Apataelurus was likely near the top of the food chain, with hypercarnivorous adaptations and size advantages over other oxyaenodonts. The Uinta Formation was dominated by perissodactyls such as Dolichorhinus, Metarhinus, and Sthenodectes.

=== Hetaoyuan Formation ===
The Hetaoyuan Formation is a section of the Biyang Depression (sag), in the Nanxiang Basin, which is a small intermountain faulted basin. The region is located within the Qin and Dabie Mountains orogenic belt in central China. The formation is divided into three sections, with the middle section (the Anpeng Deposits) displaying laminated oil shale, dolomite, and sodium carbonate minerals named nahcolite.

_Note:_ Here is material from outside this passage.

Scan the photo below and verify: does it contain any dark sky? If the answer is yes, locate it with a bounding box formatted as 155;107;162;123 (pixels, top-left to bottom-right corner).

The Anpeng Deposits are remarkably similar in age to the Green River and Piceance Creek Formations, which were inhabited by A. kayi. The Biyang Sag has Cenozoic-age depositional systems consisting of braided deltas, slumped turbidite fans, and shallow and deep lakes. During the entire Paleogene, rivers collected sediments and created geological deposits in the lakes, creating shallow sections. These deposits also created braided river deltas, establishing small islands for Eocene flora and fauna to travel between. This environment is strikingly alike to the riverine and lacustrine Uinta Formation, where A. kayi lived.